Project Idea for GSoC 2017

jainamritanshu commented 7 years ago

Hi everybody, I am Amritanshu Jain, a sophomore currently studying at BITS Pilani, Pilani Campus. I wish to apply for GSoC under your organisation. I have a programming experience of over six years in Python and JS, and have gained substantial command over Python libraries/frameworks such as Django, Scrapy, NumPy OpenCV, Pandas. I have also worked with Node.js and React/Redux for a few projects.

While going through your project ideas I got very fascinated by the idea of Add Spatial Data Support to Data Retriever since recently I made a small version of Data Retriever for Mutual Funds. The script would scrape data of past 10 years of almost 170 mutual fund schemes, process it into a csv and then save it into a local postgres database.

For the past few months I had been more involved with development of Web applications and Text Mining. As discussed with one of the mentors I would like to extend Data Retriever to disciplines where it lacks data such as market data and more. Kindly go through my CV if time permits. I have mentioned my experience and projects in brief in the same.

Lately I have been doing plenty of projects, hence I am already in a very good programming flow, I would love to program a basic prototype and so that I can assure you that I am capable to undertaking this GSoC project. Please guide me on how to proceed. Thanks, Amritanshu Jain Github - https://github.com/jainamritanshu/ Email - jainamritanshu@gmail.com @ethanwhite @henrykironde #2017 #DataRetriever

henrykironde commented 7 years ago

Hi @jainamritanshu, thank you for your interest in GSOC Data Retriever 2017, specifically Add Spatial Data Support to Data Retriever. As part of the application, we do request student to go through the issues of the Data Retriever and make some contributions. Feel free to ask for clarification on the issues.

Additionally, we recommend students to read the [student contribution page for Gsoc] clearly (https://github.com/numfocus/gsoc/blob/master/CONTRIBUTING-students.md)

ethanwhite commented 7 years ago

Hi @jainamritanshu - thanks for the contributions you've been working on and for your interest in adding spatial data support. Spatial data is becoming a really common format it would be great to support importing it into database management systems. As I mentioned over email we're also definitely interested in work actively adding new kinds of data.

You've already seen the original issue on this (https://github.com/weecology/retriever/issues/325). In short, we like to support importing both raster and vector spatial data into PostgreSQL + PostGIS and SQLite + SpatiaLite. At the most basic level this could involve only formats that can be directly imported and importing them using the projects with which they are defined. We're happy to answer more questions as you start to think about the details of how you might go about tackling this.

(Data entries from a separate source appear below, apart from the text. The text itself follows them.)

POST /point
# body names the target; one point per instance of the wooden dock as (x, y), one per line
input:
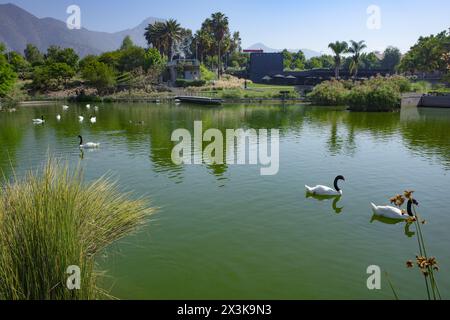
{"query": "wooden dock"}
(199, 100)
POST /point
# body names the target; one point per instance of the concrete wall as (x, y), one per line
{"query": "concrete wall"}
(436, 101)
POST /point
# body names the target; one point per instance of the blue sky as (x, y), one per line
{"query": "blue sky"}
(308, 24)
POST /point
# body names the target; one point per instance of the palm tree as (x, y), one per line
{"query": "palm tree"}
(163, 36)
(172, 33)
(153, 35)
(356, 49)
(338, 49)
(219, 24)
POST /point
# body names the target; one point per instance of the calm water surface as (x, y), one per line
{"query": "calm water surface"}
(227, 232)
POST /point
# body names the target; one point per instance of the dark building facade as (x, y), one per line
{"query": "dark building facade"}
(263, 65)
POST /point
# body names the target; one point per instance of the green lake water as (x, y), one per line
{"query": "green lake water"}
(226, 232)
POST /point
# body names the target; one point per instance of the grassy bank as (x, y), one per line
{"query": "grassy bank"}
(375, 94)
(50, 220)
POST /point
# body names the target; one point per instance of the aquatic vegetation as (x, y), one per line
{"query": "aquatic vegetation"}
(427, 265)
(374, 94)
(51, 220)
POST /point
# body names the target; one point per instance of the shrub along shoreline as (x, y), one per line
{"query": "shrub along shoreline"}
(50, 220)
(375, 94)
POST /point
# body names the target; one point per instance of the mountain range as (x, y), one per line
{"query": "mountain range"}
(19, 27)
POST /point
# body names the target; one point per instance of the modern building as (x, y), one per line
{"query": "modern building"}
(269, 68)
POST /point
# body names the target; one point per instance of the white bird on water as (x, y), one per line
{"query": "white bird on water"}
(39, 121)
(393, 212)
(89, 145)
(327, 191)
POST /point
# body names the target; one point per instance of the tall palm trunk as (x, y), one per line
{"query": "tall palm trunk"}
(219, 62)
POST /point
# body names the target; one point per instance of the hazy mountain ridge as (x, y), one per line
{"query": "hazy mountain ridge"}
(18, 28)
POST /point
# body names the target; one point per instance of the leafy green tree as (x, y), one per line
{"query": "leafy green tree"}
(19, 64)
(67, 56)
(131, 58)
(164, 35)
(98, 74)
(298, 61)
(287, 59)
(391, 59)
(127, 43)
(33, 55)
(338, 48)
(111, 58)
(153, 59)
(51, 76)
(220, 29)
(369, 61)
(356, 49)
(7, 77)
(426, 54)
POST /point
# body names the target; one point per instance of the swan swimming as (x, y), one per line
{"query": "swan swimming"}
(89, 145)
(393, 212)
(327, 191)
(39, 121)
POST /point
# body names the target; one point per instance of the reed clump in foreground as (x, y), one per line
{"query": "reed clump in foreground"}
(50, 220)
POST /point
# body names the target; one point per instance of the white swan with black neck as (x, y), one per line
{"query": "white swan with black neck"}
(393, 212)
(326, 191)
(89, 145)
(39, 121)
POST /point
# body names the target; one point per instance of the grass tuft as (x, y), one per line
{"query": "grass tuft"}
(50, 220)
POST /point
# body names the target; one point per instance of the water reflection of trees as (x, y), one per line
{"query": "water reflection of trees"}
(424, 131)
(428, 134)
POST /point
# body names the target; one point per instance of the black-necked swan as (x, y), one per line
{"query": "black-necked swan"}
(393, 212)
(39, 121)
(327, 191)
(89, 145)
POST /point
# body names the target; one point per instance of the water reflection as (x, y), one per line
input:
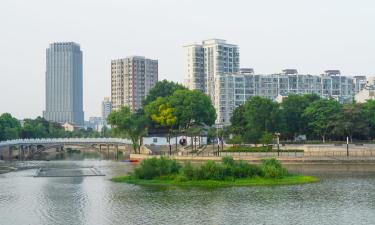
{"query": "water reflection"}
(345, 195)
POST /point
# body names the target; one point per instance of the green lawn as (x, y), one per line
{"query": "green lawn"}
(288, 180)
(256, 149)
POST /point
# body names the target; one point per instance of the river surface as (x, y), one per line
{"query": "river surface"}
(345, 195)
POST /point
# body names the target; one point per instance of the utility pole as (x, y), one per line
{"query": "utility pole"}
(347, 146)
(278, 143)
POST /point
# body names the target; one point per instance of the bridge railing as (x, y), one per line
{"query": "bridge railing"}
(64, 140)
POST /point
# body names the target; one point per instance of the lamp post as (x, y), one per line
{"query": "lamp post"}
(218, 140)
(278, 143)
(347, 146)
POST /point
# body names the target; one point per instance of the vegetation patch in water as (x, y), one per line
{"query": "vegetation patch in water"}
(165, 171)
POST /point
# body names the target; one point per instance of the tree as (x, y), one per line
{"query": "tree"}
(10, 127)
(192, 107)
(162, 89)
(129, 125)
(292, 109)
(352, 121)
(161, 113)
(238, 120)
(369, 110)
(267, 139)
(261, 115)
(321, 116)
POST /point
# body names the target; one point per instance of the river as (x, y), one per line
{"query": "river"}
(345, 195)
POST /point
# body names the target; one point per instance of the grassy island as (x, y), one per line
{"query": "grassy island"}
(168, 172)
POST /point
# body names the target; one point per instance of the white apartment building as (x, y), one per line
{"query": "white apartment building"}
(235, 89)
(131, 80)
(213, 67)
(106, 107)
(207, 64)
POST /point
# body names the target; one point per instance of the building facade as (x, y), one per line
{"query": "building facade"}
(106, 107)
(131, 80)
(64, 86)
(235, 89)
(207, 64)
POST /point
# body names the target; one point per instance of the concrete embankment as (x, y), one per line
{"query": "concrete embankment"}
(285, 160)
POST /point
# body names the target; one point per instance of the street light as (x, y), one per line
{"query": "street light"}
(217, 136)
(278, 143)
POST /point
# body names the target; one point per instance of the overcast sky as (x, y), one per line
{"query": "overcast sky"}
(309, 35)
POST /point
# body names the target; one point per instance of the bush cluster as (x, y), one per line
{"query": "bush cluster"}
(239, 148)
(152, 168)
(209, 170)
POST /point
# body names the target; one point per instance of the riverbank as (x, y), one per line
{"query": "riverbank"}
(245, 182)
(257, 158)
(165, 171)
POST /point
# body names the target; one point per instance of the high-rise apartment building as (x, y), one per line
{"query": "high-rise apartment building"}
(131, 80)
(237, 88)
(64, 86)
(106, 107)
(207, 64)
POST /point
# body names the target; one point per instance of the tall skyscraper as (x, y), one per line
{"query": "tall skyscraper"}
(131, 80)
(64, 91)
(106, 107)
(206, 66)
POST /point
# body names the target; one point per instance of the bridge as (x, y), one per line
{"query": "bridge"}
(29, 147)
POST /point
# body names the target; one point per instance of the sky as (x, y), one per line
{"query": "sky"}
(311, 36)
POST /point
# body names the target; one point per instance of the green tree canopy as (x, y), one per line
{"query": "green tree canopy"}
(162, 89)
(369, 110)
(10, 127)
(261, 115)
(321, 116)
(182, 109)
(292, 110)
(126, 124)
(352, 121)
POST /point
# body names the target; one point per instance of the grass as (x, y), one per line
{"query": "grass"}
(257, 149)
(242, 182)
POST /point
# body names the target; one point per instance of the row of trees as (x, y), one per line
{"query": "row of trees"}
(307, 115)
(169, 107)
(10, 128)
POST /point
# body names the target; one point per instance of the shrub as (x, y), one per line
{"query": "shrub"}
(165, 168)
(273, 169)
(244, 169)
(228, 160)
(188, 170)
(151, 168)
(210, 171)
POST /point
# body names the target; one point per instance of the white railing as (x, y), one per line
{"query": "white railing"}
(65, 141)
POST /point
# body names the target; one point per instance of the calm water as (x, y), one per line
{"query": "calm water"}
(345, 195)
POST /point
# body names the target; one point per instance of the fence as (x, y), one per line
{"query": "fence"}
(313, 154)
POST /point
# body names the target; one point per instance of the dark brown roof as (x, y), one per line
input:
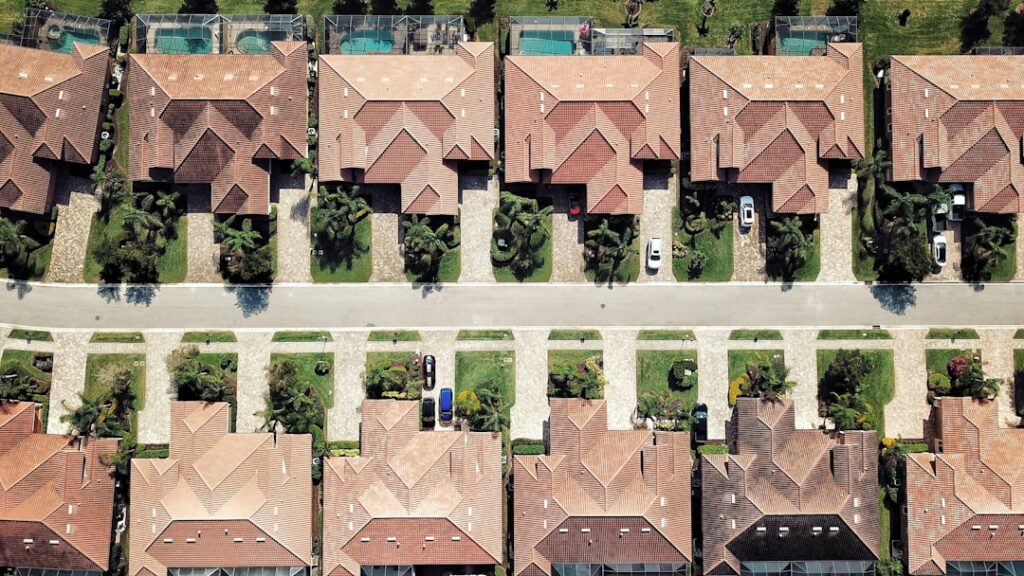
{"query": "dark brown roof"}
(813, 492)
(966, 502)
(49, 113)
(216, 118)
(56, 496)
(601, 496)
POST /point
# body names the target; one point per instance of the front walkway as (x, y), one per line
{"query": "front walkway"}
(479, 200)
(71, 238)
(659, 201)
(837, 230)
(293, 233)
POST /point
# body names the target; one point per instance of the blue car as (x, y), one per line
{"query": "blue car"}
(444, 406)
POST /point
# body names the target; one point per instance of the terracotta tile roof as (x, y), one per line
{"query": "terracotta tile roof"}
(220, 499)
(592, 120)
(966, 502)
(412, 497)
(814, 493)
(406, 120)
(218, 119)
(601, 496)
(56, 496)
(49, 113)
(960, 119)
(777, 120)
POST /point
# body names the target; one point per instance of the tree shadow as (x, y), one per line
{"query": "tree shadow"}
(895, 298)
(252, 300)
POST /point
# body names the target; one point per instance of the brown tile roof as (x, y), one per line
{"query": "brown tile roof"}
(777, 120)
(960, 119)
(56, 496)
(592, 120)
(966, 502)
(813, 492)
(412, 497)
(407, 119)
(220, 499)
(601, 496)
(49, 113)
(218, 119)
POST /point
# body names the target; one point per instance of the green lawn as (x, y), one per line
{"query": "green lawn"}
(357, 269)
(306, 364)
(117, 337)
(543, 274)
(396, 335)
(22, 334)
(574, 335)
(302, 336)
(666, 335)
(201, 337)
(952, 333)
(715, 243)
(864, 334)
(751, 334)
(653, 368)
(97, 366)
(878, 387)
(475, 368)
(484, 335)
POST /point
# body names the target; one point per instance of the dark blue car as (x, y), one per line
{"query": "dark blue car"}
(444, 405)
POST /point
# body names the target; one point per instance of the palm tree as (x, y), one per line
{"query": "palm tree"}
(15, 245)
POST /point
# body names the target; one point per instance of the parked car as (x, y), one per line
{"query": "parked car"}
(654, 253)
(427, 413)
(700, 423)
(444, 406)
(574, 207)
(428, 372)
(747, 213)
(939, 248)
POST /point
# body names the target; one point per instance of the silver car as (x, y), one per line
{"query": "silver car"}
(747, 213)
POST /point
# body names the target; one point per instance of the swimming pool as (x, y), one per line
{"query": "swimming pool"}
(368, 42)
(72, 35)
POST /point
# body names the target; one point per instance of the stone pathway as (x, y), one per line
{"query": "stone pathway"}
(72, 238)
(479, 200)
(659, 201)
(293, 234)
(155, 419)
(386, 249)
(566, 243)
(837, 230)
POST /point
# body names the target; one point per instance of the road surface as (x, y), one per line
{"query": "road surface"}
(387, 305)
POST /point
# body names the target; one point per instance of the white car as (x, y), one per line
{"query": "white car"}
(654, 253)
(747, 213)
(939, 248)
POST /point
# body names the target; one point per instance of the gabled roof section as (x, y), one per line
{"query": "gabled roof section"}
(411, 485)
(778, 477)
(220, 494)
(555, 107)
(604, 481)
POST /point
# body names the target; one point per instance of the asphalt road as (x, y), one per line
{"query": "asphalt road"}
(340, 306)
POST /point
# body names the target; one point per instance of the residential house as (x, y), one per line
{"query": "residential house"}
(51, 106)
(957, 121)
(591, 119)
(785, 501)
(413, 501)
(222, 120)
(965, 503)
(602, 502)
(56, 497)
(221, 504)
(409, 118)
(778, 120)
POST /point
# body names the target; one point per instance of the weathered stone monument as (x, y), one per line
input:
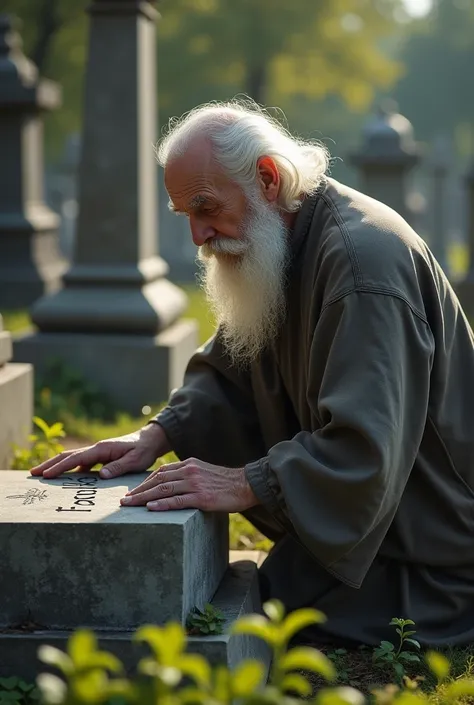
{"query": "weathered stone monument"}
(387, 155)
(16, 399)
(117, 318)
(73, 557)
(30, 263)
(439, 164)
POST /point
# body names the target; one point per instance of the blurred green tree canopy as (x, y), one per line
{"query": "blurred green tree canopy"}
(298, 54)
(435, 92)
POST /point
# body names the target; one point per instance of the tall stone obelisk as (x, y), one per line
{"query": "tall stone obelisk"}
(116, 319)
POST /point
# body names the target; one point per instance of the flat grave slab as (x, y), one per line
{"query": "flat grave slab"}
(72, 556)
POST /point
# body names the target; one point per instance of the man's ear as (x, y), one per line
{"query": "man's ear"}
(268, 178)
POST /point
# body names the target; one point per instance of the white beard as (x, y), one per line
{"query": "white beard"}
(244, 281)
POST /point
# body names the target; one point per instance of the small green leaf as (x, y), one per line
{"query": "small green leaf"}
(57, 431)
(399, 670)
(54, 657)
(438, 664)
(41, 424)
(298, 620)
(459, 689)
(11, 696)
(170, 675)
(192, 695)
(52, 688)
(298, 684)
(247, 677)
(274, 610)
(305, 658)
(408, 656)
(255, 625)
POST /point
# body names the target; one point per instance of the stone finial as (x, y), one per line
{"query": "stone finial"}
(21, 86)
(389, 134)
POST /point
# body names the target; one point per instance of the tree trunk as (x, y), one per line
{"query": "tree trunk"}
(48, 25)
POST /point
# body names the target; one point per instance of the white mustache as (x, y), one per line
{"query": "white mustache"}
(224, 246)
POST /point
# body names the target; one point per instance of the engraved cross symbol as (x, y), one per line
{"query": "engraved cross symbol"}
(30, 495)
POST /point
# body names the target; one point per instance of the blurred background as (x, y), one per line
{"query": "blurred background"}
(325, 64)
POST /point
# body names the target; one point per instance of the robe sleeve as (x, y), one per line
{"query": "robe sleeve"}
(213, 416)
(368, 387)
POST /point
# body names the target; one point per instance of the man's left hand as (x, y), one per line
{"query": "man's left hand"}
(193, 484)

jainamritanshu commented 7 years ago

@ethanwhite @henrykironde I was going through a couple of articles on Spatial Databases. I found out that Postgres has a great support for spatial features, although MySQL does provide a few number of Minimum Bounding Rectangle functions. It does have some drawbacks too like while contemplating the applications, MySQL needs to be checked to see whether the necessary functions are provided or not whereas PostgreSQL does not require an examination. We have some solutions available like incorporating extensions like MyISAM and InnoDB. So along with PostgreSQL and SQLite, why don't we try to implement the spatial data support in MySQL engine as well?

ethanwhite commented 7 years ago

I have no objections to trying to add it as well. I'd recommend including it as a stretch goal in the proposal, with the plan to work on it if the core work on Postgres & SQLite is complete and extra time is available.

jainamritanshu commented 7 years ago

@ethanwhite @henrykironde As I was going through the vector and rastar data types, I realized that both of them are suitable for different types of datasets separately. Like vector data type is more suitable for Human World (Like census data and more) and raster data type with Natural World (Like information related to landslides etc in particular regions). So should we give the selection of data type completely in the hands of the user or should we suggest the data type by looking at the dataset. Can we make such a script that can automatically detect the most suitable data model for the given dataset? Maybe some of these points could help us determine the data type.

Continuous data is poorly stored in vector data type
Work with pixels or coordinates? - Raster data works with pixels. Vector data consists of coordinates.
Scaling the features? - Vectors can scale objects up to the size of a billboard. That type of flexibility is not available with raster data type.
Restrictions for file size? - Raster file size can result larger in comparison with vector data sets with the same phenomenon and area.

These are some of the points I could gather with my current understanding of the difference between the two data types. Also I don't think we are expecting the user to have a pretty decent knowledge to determine which data type he should use to incorporate a particular dataset. So if we are unable to make such a script to determine the suitable data type for a particular dataset, I suggest we should at least mention some of these points precisely and nicely to the user so that the user can make a wise choice.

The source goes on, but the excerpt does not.